駱軼沈默了一會兒,忽摟過他的肩,不動聲色的靠近雲淙耳邊低聲道:“雖然可憐,但他周圍的畢竟都是秦家的人,該防著還是得防著。”

雲淙被他突然的接近嚇了一跳,整個人的姿勢就像被駱軼摟在懷裏,胸口裏撞擊得飛快,隨即笑道:“這我當然知道,你別操心得太多,不然看起來越來越老。”

“你說什麽?”

“沒什麽,快走吧。”雲淙笑意愈深:“去好好‘招待’下秦家的小少爺……”

【秦莊】

“啪——”

書被狠狠地摔在桌面上傳來的聲音響徹書房,房中的空氣凝固起來。

秦家家主秦摯負手立於案前,天命之年卻沒有半分老氣,一身沈穩嚴謹的墨色華服,武林人的瀟灑幹練加上幾分名望家族的貴氣,令人望而生畏。他瞪著面前跪著請罪的李猛,青筋暴起,雙拳握得“嘎吱”響,看出來氣得不輕。

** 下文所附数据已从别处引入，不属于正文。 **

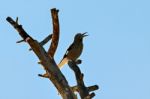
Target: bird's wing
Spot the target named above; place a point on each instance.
(65, 59)
(70, 47)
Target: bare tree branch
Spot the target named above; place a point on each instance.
(55, 36)
(47, 62)
(81, 88)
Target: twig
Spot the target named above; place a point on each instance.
(47, 62)
(55, 36)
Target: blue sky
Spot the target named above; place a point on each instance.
(116, 54)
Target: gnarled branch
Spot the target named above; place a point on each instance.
(55, 36)
(47, 62)
(83, 91)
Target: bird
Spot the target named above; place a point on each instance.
(74, 50)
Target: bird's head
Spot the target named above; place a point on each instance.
(80, 36)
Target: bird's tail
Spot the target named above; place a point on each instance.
(63, 62)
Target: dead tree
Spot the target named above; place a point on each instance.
(46, 59)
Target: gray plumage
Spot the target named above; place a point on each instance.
(74, 50)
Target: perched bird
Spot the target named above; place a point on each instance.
(74, 50)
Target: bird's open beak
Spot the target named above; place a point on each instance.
(84, 34)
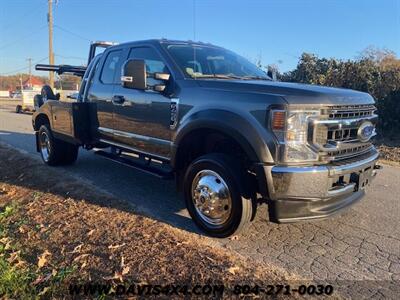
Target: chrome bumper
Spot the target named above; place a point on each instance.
(298, 193)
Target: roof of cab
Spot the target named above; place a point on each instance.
(166, 41)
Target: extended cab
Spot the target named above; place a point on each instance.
(230, 136)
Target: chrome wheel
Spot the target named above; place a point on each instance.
(45, 146)
(211, 198)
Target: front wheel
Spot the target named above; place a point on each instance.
(54, 151)
(214, 195)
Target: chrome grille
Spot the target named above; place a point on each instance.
(335, 132)
(349, 111)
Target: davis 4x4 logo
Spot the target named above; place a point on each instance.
(365, 131)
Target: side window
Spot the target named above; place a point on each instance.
(154, 62)
(112, 63)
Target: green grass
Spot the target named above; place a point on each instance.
(14, 282)
(17, 282)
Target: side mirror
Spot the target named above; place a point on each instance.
(134, 74)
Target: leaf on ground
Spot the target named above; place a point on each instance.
(79, 257)
(23, 229)
(112, 247)
(44, 291)
(42, 278)
(14, 256)
(233, 270)
(234, 238)
(83, 265)
(125, 270)
(4, 240)
(77, 248)
(117, 275)
(43, 259)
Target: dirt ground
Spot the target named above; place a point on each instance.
(67, 230)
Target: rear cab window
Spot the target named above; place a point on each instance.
(109, 74)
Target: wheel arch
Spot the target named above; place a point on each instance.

“莊主,屬下實在盡力了,少爺他……”李猛一個大塊頭跪在地上,委屈得就差抹眼淚了。

“找了這麽久也沒找到他藏身之處?!”秦摯怒不可遏地大吼起來,長胡須也跟著抖了抖。

“屬下正在盡力尋找!”李猛緊張地說道。

“你!”秦摯指著李猛半天說不出話,他自己心裏也清楚他這個小兒子是三天不管就上房揭瓦,要找到談何容易。

“報!莊主!我們找到少爺了!”

一名護衛吶喊著沖進書房跪下,欣喜若狂,而那李猛像是抓到救命稻草般,一副重見天日的表情。

“在哪裏!”秦摯著急地問道。

“線索斷在東郊的蒙山,屬下猜測少爺應該在山上。”

“好!帶夠人去搜山!我看他這小毛孩還能鬧上天不成!”秦摯冷冷地笑了笑一副要教訓兒子的表情,他斜眼看了看李猛說道,“給你個機會將功補過。”

“是是是!屬下遵命!”李猛點頭像小雞啄米。

秦摯剛走出門一步看到這外面下著雪而且天色也全黑了,他微微皺眉立刻吩咐道:“李猛,你讓宮淩帶件厚外衣,再拿一盒糕點跟上一起去蒙山。”

“還是莊主疼少爺。”李猛嘿嘿地傻笑起來。

秦摯臉色有些尷尬,他咳了一聲震袖怒道:“你懂什麽,還不快去。”

“是是是,馬上!”李猛連連哈腰,說著便一陣風般沖走。

“你們快去召集人上山!”秦摯冷冷地吼了一聲,拂袖離去。

“是!”

【蒙山】

寒冬臘月,北風呼嘯,雨雪紛紛,蒙山深處更是陰森冰寒,雖然境況艱苦但這裏隱秘且有一處竹屋能藏身,竹屋是麻雀雖小五臟俱全,倒也勉強能小住,若是春日來蒙山踏青那更是一處怡情愜意之所。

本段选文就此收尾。